José Ramón Fernández, portavoz municipal del Partido Popular, acusa al alcalde socialista de no defender los intereses del concejo y de ser un mero "funcionario del PSOE", además de "autoritario"

José Ramón Fernández Gutiérrez nació en Regueral, la parte rural de la parroquia de Candás (Carreño), el 19 de mayo de 1981. La afición por la política, que ha terminado convertida en parte sustancial de su labor diaria, empezó siendo muy joven. El hoy portavoz municipal del Partido Popular de Carreño recuerda que “con diez u once años ya me gustaba ver debates en la tele y escuchar las tertulias de la radio, en los tiempos de Luis y Antonio Herrero en Antena 3 Radio”. Prueba de esa vocación política temprana es que conserva en la memoria la primera victoria del Partido Popular en unas elecciones de carácter nacional, las europeas de 1994.

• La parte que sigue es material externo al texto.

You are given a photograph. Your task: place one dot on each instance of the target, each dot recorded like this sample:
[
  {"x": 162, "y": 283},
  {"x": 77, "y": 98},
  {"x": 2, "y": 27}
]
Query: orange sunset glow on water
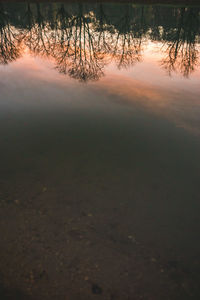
[{"x": 100, "y": 151}]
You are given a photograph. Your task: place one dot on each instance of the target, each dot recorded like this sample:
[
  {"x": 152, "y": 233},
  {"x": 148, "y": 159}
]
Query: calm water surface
[{"x": 100, "y": 151}]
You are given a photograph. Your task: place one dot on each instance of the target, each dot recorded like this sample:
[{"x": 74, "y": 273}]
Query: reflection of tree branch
[
  {"x": 78, "y": 55},
  {"x": 180, "y": 49},
  {"x": 10, "y": 49},
  {"x": 82, "y": 42}
]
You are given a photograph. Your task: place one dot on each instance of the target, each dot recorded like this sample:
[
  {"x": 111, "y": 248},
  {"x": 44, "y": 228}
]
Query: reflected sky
[
  {"x": 99, "y": 142},
  {"x": 91, "y": 55},
  {"x": 145, "y": 56}
]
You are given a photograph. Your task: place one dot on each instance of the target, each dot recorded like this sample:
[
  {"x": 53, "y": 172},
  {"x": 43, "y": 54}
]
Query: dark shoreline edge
[{"x": 161, "y": 2}]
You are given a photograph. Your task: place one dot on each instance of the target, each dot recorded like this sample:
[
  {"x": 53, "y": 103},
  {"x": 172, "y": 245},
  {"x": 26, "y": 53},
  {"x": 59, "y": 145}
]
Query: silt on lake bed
[{"x": 100, "y": 151}]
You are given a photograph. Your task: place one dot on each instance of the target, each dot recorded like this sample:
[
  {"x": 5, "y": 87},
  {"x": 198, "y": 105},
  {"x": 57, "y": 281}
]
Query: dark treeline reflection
[{"x": 83, "y": 38}]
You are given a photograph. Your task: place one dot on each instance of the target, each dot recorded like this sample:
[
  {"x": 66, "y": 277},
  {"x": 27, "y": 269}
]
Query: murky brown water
[{"x": 100, "y": 151}]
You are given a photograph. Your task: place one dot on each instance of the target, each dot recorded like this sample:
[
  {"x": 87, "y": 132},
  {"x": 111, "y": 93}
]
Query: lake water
[{"x": 100, "y": 151}]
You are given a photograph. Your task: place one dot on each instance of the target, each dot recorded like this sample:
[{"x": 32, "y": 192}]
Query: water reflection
[{"x": 82, "y": 39}]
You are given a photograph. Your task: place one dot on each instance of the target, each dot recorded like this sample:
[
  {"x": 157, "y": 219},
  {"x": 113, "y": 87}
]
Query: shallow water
[{"x": 100, "y": 151}]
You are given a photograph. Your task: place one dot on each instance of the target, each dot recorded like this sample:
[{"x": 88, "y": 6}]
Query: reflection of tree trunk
[
  {"x": 181, "y": 52},
  {"x": 10, "y": 48}
]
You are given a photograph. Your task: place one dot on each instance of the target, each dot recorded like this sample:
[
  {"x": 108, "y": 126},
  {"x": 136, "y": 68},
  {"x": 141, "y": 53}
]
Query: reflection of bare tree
[
  {"x": 82, "y": 41},
  {"x": 36, "y": 36},
  {"x": 128, "y": 42},
  {"x": 10, "y": 42},
  {"x": 77, "y": 53},
  {"x": 181, "y": 52}
]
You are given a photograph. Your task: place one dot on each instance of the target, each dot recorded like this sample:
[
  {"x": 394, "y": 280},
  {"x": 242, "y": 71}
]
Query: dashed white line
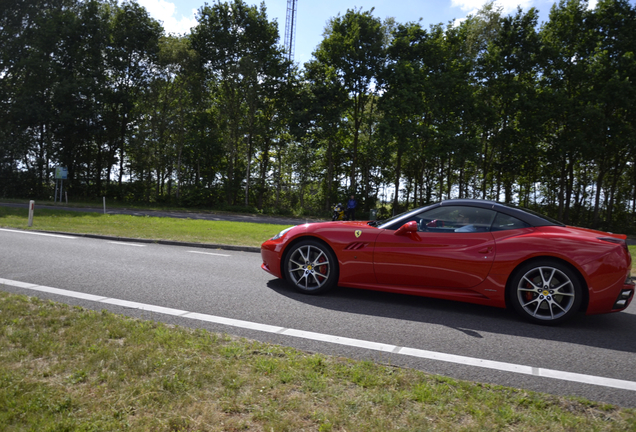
[
  {"x": 209, "y": 253},
  {"x": 412, "y": 352},
  {"x": 38, "y": 233},
  {"x": 127, "y": 244}
]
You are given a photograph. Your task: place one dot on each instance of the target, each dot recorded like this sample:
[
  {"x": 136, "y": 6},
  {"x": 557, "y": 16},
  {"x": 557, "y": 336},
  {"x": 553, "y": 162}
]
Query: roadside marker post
[{"x": 31, "y": 207}]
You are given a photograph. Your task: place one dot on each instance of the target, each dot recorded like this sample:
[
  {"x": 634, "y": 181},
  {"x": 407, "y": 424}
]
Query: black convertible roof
[
  {"x": 525, "y": 215},
  {"x": 528, "y": 216}
]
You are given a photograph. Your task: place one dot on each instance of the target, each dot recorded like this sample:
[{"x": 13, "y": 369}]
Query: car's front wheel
[
  {"x": 546, "y": 292},
  {"x": 311, "y": 267}
]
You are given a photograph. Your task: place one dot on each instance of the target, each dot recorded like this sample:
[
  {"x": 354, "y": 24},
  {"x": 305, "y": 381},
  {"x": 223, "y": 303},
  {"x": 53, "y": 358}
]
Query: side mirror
[{"x": 407, "y": 229}]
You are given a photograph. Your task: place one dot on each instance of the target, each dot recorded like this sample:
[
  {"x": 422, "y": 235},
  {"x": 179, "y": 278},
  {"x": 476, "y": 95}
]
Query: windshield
[{"x": 383, "y": 223}]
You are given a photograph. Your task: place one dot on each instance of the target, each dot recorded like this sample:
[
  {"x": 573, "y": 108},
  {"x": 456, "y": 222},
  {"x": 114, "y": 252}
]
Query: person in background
[{"x": 350, "y": 213}]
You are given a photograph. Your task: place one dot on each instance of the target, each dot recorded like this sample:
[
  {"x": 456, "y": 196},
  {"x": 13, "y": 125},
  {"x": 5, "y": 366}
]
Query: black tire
[
  {"x": 311, "y": 267},
  {"x": 546, "y": 292}
]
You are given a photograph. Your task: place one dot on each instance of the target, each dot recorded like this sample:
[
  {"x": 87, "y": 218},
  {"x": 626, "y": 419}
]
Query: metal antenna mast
[{"x": 290, "y": 29}]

Licenciado en Derecho por la Universidad de Oviedo, desde agosto de 2006 es funcionario del Cuerpo Superior de Administradores del Principado de Asturias, con plaza asignada a la Consejería de Hacienda y Sector Público. Un trabajo que “no es sólo un medio para ganarme la vida, sino otra forma de servicio público”, asevera.

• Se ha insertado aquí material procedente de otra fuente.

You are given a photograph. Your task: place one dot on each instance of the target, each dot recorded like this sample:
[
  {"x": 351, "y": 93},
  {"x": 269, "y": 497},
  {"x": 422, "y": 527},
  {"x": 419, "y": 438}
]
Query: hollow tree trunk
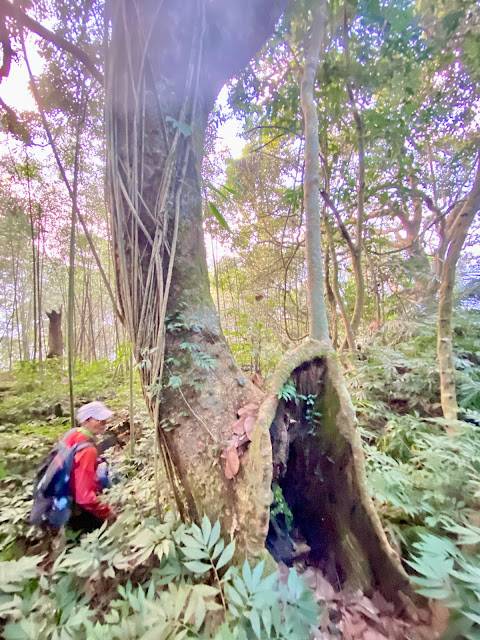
[
  {"x": 166, "y": 65},
  {"x": 458, "y": 225},
  {"x": 317, "y": 458},
  {"x": 55, "y": 335}
]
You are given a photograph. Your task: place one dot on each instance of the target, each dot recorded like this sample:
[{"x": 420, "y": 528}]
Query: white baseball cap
[{"x": 95, "y": 410}]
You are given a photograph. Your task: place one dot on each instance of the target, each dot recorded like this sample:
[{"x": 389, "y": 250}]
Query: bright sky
[{"x": 14, "y": 89}]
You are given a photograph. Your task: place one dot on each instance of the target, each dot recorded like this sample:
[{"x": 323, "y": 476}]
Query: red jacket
[{"x": 83, "y": 478}]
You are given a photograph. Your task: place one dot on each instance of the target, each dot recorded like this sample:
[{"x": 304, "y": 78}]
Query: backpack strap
[{"x": 83, "y": 445}]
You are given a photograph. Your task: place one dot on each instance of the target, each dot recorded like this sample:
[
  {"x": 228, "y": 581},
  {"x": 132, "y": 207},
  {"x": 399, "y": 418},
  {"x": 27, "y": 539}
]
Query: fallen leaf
[
  {"x": 371, "y": 634},
  {"x": 365, "y": 607},
  {"x": 232, "y": 464},
  {"x": 250, "y": 407},
  {"x": 239, "y": 426},
  {"x": 381, "y": 604},
  {"x": 249, "y": 424},
  {"x": 323, "y": 590}
]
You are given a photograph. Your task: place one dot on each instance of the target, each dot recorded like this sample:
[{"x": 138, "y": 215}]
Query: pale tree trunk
[
  {"x": 55, "y": 335},
  {"x": 349, "y": 334},
  {"x": 164, "y": 72},
  {"x": 457, "y": 227},
  {"x": 318, "y": 464},
  {"x": 167, "y": 62}
]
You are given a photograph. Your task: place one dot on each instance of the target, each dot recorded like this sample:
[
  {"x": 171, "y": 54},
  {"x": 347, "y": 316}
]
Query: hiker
[
  {"x": 86, "y": 482},
  {"x": 70, "y": 478}
]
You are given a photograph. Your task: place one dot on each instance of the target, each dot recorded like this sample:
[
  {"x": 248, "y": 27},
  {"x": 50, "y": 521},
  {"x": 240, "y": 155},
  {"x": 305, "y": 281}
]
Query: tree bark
[
  {"x": 166, "y": 65},
  {"x": 458, "y": 225},
  {"x": 55, "y": 335}
]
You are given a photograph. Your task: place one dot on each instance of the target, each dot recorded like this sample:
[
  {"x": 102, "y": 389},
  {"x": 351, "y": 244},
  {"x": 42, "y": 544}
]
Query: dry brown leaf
[
  {"x": 354, "y": 625},
  {"x": 323, "y": 590},
  {"x": 381, "y": 604},
  {"x": 250, "y": 407},
  {"x": 232, "y": 464},
  {"x": 249, "y": 424},
  {"x": 372, "y": 634},
  {"x": 367, "y": 608}
]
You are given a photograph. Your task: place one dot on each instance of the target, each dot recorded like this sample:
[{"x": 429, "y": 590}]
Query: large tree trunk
[
  {"x": 167, "y": 62},
  {"x": 162, "y": 79},
  {"x": 458, "y": 225}
]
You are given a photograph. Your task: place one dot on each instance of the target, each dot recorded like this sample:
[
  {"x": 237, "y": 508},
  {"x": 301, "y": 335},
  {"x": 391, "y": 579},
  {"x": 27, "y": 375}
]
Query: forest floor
[{"x": 425, "y": 484}]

En esta entrevista, elaborada por la Oficina de Información del PP de Asturias, José Ramón Fernández analiza la vida política de Carreño “como concejal del pueblo del que soy y en el que vivo junto al resto de mi familia, un verdadero honor”. La política municipal, explica, “es la más pegada a los problemas cotidianos de la gente, y en ese aspecto, a veces, es la más exigente y la más comprometida”. “A los que nos gustan los retos, hacer política local es aprender cada día y servir cada día de forma cercana. Se puede ver la utilidad de las acciones, y eso es muy gratificante”, agrega

-Más allá de esa vocación temprana, ¿cómo fueron sus inicios en política?

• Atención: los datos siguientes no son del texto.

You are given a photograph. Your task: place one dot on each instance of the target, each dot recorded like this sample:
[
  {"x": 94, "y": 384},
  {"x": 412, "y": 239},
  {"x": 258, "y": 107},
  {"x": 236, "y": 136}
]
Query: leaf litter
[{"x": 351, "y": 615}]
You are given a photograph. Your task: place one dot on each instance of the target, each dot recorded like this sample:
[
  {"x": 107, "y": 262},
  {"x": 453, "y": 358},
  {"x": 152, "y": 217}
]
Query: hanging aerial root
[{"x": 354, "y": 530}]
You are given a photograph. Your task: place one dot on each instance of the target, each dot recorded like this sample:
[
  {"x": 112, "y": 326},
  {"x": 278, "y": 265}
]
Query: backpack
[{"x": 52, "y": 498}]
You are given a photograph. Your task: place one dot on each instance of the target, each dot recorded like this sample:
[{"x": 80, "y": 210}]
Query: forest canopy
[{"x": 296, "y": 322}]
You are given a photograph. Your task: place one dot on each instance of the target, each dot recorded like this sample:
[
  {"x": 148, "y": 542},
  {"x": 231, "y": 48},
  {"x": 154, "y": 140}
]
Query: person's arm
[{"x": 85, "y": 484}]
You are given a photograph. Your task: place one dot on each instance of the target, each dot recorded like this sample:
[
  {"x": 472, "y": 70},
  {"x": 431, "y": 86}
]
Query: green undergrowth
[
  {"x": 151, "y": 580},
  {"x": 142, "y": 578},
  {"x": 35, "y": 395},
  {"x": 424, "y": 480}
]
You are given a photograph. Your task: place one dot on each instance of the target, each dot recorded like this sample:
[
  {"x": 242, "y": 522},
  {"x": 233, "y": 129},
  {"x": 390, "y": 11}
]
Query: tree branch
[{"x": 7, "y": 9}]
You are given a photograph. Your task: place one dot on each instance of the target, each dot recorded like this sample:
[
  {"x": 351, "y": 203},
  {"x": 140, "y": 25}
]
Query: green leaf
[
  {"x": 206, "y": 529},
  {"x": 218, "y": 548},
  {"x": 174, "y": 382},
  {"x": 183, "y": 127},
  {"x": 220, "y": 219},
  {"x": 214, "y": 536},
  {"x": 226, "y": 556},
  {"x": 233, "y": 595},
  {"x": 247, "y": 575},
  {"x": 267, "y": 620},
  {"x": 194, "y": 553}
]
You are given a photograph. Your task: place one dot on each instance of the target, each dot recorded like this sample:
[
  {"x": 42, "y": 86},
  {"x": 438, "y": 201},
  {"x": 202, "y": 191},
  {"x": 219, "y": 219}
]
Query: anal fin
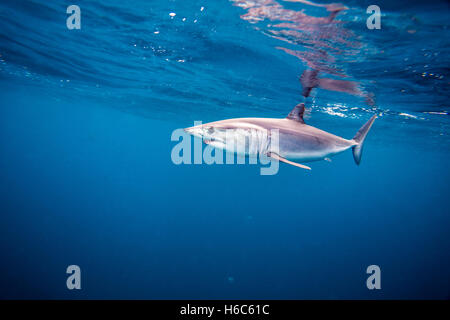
[{"x": 280, "y": 158}]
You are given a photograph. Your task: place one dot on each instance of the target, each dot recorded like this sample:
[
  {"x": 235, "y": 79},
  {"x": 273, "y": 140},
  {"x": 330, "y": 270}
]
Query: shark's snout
[{"x": 196, "y": 131}]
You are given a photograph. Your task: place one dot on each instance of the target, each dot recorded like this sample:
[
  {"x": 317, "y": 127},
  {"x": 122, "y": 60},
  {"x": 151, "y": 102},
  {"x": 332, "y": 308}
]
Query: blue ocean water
[{"x": 87, "y": 178}]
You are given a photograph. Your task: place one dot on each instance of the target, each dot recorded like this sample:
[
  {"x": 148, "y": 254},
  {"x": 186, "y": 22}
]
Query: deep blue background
[{"x": 86, "y": 176}]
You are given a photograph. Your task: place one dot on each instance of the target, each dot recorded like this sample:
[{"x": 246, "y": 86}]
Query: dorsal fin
[{"x": 297, "y": 113}]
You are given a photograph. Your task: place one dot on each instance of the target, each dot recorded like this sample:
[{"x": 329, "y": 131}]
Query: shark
[{"x": 296, "y": 142}]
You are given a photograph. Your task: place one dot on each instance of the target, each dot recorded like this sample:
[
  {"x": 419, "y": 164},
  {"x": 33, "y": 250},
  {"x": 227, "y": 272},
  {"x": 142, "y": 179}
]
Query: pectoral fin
[{"x": 280, "y": 158}]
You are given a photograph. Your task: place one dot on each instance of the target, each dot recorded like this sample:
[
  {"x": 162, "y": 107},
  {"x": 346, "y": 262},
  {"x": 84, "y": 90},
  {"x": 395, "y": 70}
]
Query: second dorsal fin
[{"x": 297, "y": 113}]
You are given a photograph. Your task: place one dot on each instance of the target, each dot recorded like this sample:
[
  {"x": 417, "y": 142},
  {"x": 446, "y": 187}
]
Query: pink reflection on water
[{"x": 319, "y": 41}]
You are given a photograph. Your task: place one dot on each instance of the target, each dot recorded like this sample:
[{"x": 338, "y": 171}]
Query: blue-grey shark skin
[{"x": 296, "y": 140}]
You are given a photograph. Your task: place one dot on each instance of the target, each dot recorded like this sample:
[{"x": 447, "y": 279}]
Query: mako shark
[{"x": 297, "y": 141}]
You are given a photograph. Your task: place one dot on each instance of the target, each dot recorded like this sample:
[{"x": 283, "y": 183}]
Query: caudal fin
[{"x": 359, "y": 139}]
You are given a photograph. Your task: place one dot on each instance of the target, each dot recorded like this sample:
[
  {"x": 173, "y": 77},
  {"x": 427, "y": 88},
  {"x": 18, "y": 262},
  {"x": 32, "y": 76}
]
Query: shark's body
[{"x": 296, "y": 140}]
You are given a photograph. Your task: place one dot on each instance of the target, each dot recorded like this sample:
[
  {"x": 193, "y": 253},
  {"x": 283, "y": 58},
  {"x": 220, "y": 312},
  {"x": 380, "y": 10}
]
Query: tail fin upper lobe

-Empecé como interventor del PP en una mesa de Candás en las elecciones municipales y autonómicas de mayo de 2003. A lo largo de ese mandato municipal, hasta 2007, colaboré con el partido en lo que me pedía Víctor Muñoz de la Vega, por entonces presidente local, y una de las personas de las que más he aprendido, por su prudencia y bonhomía, y por la solidez de sus convicciones.

-Y a partir de ahí...

-En 2007 fui el cuarto de la candidatura del PP a las elecciones municipales en Carreño y resulté elegido concejal. Por aquel entonces ya estaba totalmente implicado en la vida del Partido Popular, aunque curiosamente no me afilié hasta el 31 de octubre de 2008. Desde ese día soy el afiliado número 27.055 del PP de Asturias. 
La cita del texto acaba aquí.